Kesepakatan nuklir, yang secara resmi disebut Rencana Aksi Komprehensif Bersama (JCPOA), disepakati oleh Iran dan enam negara besar pada tahun 2015. Iran berkomitmen membatasi program nuklirnya dengan imbalan keringanan sanksi dari Amerika Serikat dan lainnya.

Presiden AS Joe Biden tidak menutup peluang pemerintahannya kembali ke perjanjian ini. Sebelumnya, mantan Presiden Donald Trump membatalkan kesepakatan pada 2018 dan menerapkan kembali sanksi AS, yang menyebabkan Iran mulai melanggar ketentuannya. 

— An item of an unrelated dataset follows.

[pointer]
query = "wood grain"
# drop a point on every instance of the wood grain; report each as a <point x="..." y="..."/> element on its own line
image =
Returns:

Sementara, Israel sebagai salah satu sekutu AS sudah menegaskan, rencana untuk kembali ke perjanjian nuklir dengan Iran sebagai langkah yang salah.

"Kembali ke perjanjian nuklir 2015 atau bahkan jika itu kesepakatan seruap dengan beberapa perbaikan, adalah buruk dan salah dari sudut pandang operasional dan strategis," kata Kepala Staf Militer Israel Letnan Jenderal Aviv Kochavi Selasa lalu.